I already knew that this boy probably was not eager to go to school, for it was taking both a grandpa and a mom to get him there. Grandpa appealed to me for help. “School is fun, isn’t it?” he called.
“Oh, yes,” I said. “School is fun.”
It was a lie. School was not fun, not when I was his age.
I was so worried about it on the first day that I got sick and couldn’t even go. My mother was desperate to get me out of the house, though, so after lunch, she walked me down N. Oakland Ave. to Washington St. to 23 N. Rural St. to Lucretia Mott PS # 3.
There she sat beside me at the side of the room while the other kids ran around like they’d been there forever instead of just half a day. My February birthday made me a mid-year starter. January is not a good time to start anything. I was already a stranger, an outlier, because I had missed the morning. I was wearing a coat that I didn’t take off. I didn’t intend to stay.
But there was a big sand box up on legs. I had never seen such a thing before. It had lots of good stuff to play with—trucks, cars, toy animals. I thought I should check it out. “Better take off your coat first,” Mother said. I did.
I was having a pretty good time when I remembered that I wasn’t staying. In a panic, I looked around for Mother. Not there. Just my winter coat, hanging on a peg. Well, no choice. I didn’t know the way home. Might as well play some more.
My anemic older sister, who was a denizen of the top floor, in the Fresh Air School [1], came to get me at the end of the day to walk me home.
I liked school, but it was an anxious time, a fearful time, not a fun time.

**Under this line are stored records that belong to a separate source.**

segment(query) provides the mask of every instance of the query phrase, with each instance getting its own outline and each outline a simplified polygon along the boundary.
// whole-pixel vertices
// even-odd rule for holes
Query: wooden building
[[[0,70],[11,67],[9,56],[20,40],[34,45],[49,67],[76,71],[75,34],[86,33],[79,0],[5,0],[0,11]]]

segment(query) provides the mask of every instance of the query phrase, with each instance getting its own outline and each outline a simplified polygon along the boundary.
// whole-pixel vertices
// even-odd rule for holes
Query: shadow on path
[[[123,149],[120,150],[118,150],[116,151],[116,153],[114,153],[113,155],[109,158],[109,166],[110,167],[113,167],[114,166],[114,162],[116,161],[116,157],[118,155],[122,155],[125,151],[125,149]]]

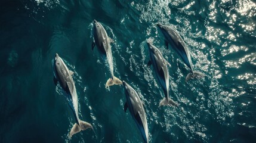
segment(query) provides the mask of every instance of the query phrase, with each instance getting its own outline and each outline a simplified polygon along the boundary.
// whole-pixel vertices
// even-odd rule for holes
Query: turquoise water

The report cards in our progressive, experimental [2] school in Indianapolis were just notes from the teacher to the parents. Mine always said something like, “John does not participate much, and he needs to work on his spelling, but he knows an amazing amount about current events.” Praise for current events knowledge was not enough to make a fun time.

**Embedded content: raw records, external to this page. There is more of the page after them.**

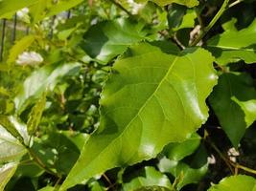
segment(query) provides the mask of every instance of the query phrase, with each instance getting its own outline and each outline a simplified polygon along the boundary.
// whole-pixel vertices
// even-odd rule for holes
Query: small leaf
[[[172,189],[168,177],[151,166],[146,166],[130,181],[125,182],[123,189],[124,191],[130,191],[146,186],[161,186]]]
[[[223,74],[210,96],[210,104],[221,128],[238,146],[247,127],[256,119],[256,90],[247,74]]]
[[[198,183],[205,176],[208,170],[208,164],[195,169],[182,161],[171,160],[167,158],[160,159],[158,168],[161,172],[171,173],[178,180],[177,190],[180,190],[187,184]]]
[[[37,0],[38,2],[30,6],[30,15],[33,18],[33,23],[36,23],[45,17],[56,15],[63,11],[67,11],[83,0]]]
[[[15,126],[11,122],[9,117],[0,115],[0,125],[2,125],[12,136],[16,138],[19,141],[24,141]]]
[[[28,144],[29,137],[27,128],[24,124],[19,123],[14,117],[10,117],[8,123],[12,123],[11,131],[18,133],[22,137],[22,141]],[[9,127],[10,128],[10,127]],[[17,137],[17,138],[19,138]],[[0,125],[0,163],[7,161],[17,161],[27,152],[26,148],[21,144],[20,140],[13,137],[6,128]]]
[[[244,60],[247,64],[256,62],[256,19],[244,30],[229,29],[214,36],[207,47],[220,65],[239,60]]]
[[[219,184],[213,185],[208,191],[255,191],[255,188],[254,178],[238,175],[222,179]]]
[[[40,123],[45,104],[46,104],[46,93],[44,93],[41,98],[35,103],[29,116],[27,126],[29,135],[31,136],[35,134],[36,128]]]
[[[10,50],[9,57],[7,63],[12,63],[16,60],[18,55],[22,53],[31,44],[35,41],[35,35],[27,35],[20,40],[15,42],[15,45]]]
[[[39,98],[46,90],[52,91],[64,76],[77,74],[80,66],[80,63],[56,63],[35,71],[24,81],[21,91],[14,98],[18,113],[21,113],[33,98]]]
[[[0,190],[3,191],[5,189],[6,184],[14,175],[17,168],[17,163],[12,162],[3,165],[0,168]]]
[[[144,39],[147,34],[144,27],[142,22],[124,18],[101,22],[85,32],[81,46],[92,58],[107,63],[129,45]]]
[[[0,1],[0,18],[9,18],[18,10],[36,4],[39,0],[3,0]]]
[[[102,94],[100,127],[60,190],[154,158],[206,121],[205,99],[217,82],[213,57],[203,49],[177,53],[161,44],[134,45],[116,61]]]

Then, right after I started fifth grade, we moved to the farm near Oakland City. Oakland City was an old-fashioned “3 Rs” school. They gave letter grades. My first report card was full of the letters A and B. I found out that I was smart. Uncle Ted said he would give me a dime for each A and a nickel for each B. I started to have a fun time in school!
I’ve often told this story as though I started having fun in school because of the letter grades. but that’s not true. I started having fun in school because of the kids I met there. I got smart because I got friends. Because of good friends, not because of good grades, I was able to experience school as fun.
So many of those friends are gone now—Darrel and Don and Donald Gene and Mike and Ann and Bob and Hovey and Nancy and Donna and… well, it’s much too long a list. But when I think about them, yes, school is still fun.
John Robert McFarland
1] Mary V has always claimed that she did not need to be in Fresh Air School, which she did not like, because she was sure she was not anemic. They put her up there, she says, just because she was skinny.
2] Education professors
and text book writers tried out their ideas on us. They figured we were the ideal
experimental group—white working-class kids whose parents favored education but
were too busy to pay attention. Some of the ideas they tried on us were crazy,
but we got extra attention, and that always helps learning.